In response to a couple of comments on that last post: I am tandem nursing for the fourth time. All of my sons, in other words, have nursed through and beyond a pregnancy. I am a quiet tandem nurser, because it is an odd choice in this culture. Some people assume you must be a freak doing it for nefarious reasons; others assume you must be a hardcore lactivist passing judgment on the non-tandem-nursing population.
Woe unto me if I ever walk around passing judgment on 99+% of the population. I harbor no illusions that tandem nursing will make for a more peaceable world -- or even a more peaceable household, though that's my hope. It works for us, so that's what we do. I asked Pete the 3yo for his point of view.
What do you think about sharing nonny?
It's good! And the new baby will say "Wummy wummy wummy." And it's good to share, right?
Do you ever wish you didn't have to share the milk, or is sharing no big deal?
It's no biggie, because there's lots and lots and lots and lots. And it's for nobody else except the new baby and me.
I thought about posting the reasons why I've nursed my children past infancy given the widespread assumption that it must be for freaky kinds of personal gratification, but I'm not sure that assumption is actually very widespread among people who read this blog. Nursing is a happy but diminishing part of a happy and growing relationship with my 3yo: we read books, we do puzzles, we go to the kids' museum and drive the model tractor, and sometimes we nurse. I expect that during the next year, he'll wean peaceably. I also expect that, like his brothers, he'll dimly remember nursing as something that left him feeling safe and loved and content.
For the people who say darkly, "That woman must be getting something out of it for herself," about older nurslings, I will acknowledge that I do get something out of it for myself. I have a vicious oversupply problem, and an older nursling is a huge help in ramping down supply without drowning the new baby, or subjecting her to GI distress, or landing myself in bed with recurrent mastitis. I could pump, sure, but on Christmas Day when I was battling chills and misery it was so much nicer to lie down next to my Petely than it would have been to wash and assemble the parts for my little hand pump, hoping I remembered how they went together and mustering the muscle to move all that milk. (Many of the dark mutterings suggest that mothers of older nurslings get some kind of sexual charge out of the relationship, which is, not to put too fine a point on it, asinine.)
The first time I tandem-nursed, it was really hard. Really really really really hard. But then everything was hard about going from one to two -- not so much going from two to three, or three to four, or four to five. (So far.) As my pregnancy progressed I talked to Pete about what to expect when the baby came. He seems to have listened closely. (When he climbed into our bed in the morning of her birthday, he said, "Is the milk going to spray out now?" Probably tomorrow, I told him.) I don't pay much attention to how often Pete asks to nurse. I almost always say yes in the early days, when the youngest child has just become the big brother, but I don't worry about saying "Not now. Another time." And I'm not worried about weaning -- it will happen.

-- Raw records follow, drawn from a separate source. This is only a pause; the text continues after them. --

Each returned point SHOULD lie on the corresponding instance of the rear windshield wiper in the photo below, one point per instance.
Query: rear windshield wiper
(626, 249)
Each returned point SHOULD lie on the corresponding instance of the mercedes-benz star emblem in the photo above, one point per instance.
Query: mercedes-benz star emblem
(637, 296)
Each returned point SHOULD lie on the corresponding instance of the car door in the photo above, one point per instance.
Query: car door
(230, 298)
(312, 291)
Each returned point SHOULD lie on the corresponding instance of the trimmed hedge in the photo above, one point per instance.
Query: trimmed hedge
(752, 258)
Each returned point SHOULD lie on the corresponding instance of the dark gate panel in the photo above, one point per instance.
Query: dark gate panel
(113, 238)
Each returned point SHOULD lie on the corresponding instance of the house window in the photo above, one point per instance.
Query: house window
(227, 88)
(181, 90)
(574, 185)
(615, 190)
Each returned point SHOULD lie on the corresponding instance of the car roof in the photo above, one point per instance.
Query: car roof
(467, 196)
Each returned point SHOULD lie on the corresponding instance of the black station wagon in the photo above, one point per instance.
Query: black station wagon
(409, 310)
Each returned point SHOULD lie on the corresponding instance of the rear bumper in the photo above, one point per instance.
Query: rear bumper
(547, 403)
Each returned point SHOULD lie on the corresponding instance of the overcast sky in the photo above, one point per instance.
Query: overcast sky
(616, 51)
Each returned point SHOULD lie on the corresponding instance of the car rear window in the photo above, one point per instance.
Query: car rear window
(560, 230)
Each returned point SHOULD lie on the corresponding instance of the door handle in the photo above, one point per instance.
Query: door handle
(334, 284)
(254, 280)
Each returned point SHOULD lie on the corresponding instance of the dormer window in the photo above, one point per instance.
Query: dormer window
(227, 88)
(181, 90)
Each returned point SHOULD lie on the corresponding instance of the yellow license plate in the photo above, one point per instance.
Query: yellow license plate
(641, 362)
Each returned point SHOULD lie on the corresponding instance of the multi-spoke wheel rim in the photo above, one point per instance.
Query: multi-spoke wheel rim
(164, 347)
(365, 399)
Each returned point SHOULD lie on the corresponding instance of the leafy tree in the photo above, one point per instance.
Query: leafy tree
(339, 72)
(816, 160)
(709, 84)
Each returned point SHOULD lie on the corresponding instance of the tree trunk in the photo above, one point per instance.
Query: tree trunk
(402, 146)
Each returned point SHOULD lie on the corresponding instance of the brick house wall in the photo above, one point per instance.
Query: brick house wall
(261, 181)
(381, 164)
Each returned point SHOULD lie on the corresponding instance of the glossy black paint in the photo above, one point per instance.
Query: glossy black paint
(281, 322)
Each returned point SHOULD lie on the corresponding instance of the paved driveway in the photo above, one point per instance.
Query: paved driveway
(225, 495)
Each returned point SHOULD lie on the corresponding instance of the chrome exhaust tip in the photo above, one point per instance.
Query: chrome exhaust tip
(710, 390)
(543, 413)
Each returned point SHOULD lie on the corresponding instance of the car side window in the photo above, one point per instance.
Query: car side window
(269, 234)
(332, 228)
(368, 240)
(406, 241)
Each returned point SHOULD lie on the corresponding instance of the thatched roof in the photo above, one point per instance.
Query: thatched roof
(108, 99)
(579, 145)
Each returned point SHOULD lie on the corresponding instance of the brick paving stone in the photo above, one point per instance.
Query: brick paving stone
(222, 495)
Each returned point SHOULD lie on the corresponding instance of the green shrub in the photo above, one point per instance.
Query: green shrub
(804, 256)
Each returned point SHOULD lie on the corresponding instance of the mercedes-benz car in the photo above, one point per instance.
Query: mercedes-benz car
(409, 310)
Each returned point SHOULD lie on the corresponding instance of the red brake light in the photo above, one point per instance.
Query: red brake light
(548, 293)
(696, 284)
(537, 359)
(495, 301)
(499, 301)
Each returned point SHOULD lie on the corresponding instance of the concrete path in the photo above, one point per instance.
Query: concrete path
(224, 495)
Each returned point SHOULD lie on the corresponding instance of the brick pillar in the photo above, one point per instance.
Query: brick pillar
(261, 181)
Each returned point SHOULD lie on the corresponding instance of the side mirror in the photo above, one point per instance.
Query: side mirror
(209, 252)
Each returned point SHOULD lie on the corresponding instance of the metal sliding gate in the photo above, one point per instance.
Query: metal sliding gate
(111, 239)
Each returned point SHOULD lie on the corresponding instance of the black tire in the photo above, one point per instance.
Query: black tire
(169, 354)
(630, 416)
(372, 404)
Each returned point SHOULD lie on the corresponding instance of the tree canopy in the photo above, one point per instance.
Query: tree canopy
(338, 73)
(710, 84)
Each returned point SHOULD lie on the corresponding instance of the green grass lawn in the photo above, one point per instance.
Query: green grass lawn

It always does.
Carrying my children a lot didn't delay them when it was time for them to walk. Using words to interpret their early gestures and monosyllables didn't keep them from talking in sentences (and paragraphs and novellas) when the time was right. And being willing to nurse them for a period of years rather than weeks or months won't keep them from weaning in due time.
I was typing this with baby in the sling. She had just finished nursing, which prompted Pete to say, "More nonny?" We just had nonny, I reminded him. How about another muffin? He didn't want a muffin, but he didn't complain about waiting until later to nurse. Instead he leaned over and planted a spontaneous kiss on his sister's fuzzy head. It works for us. It works well.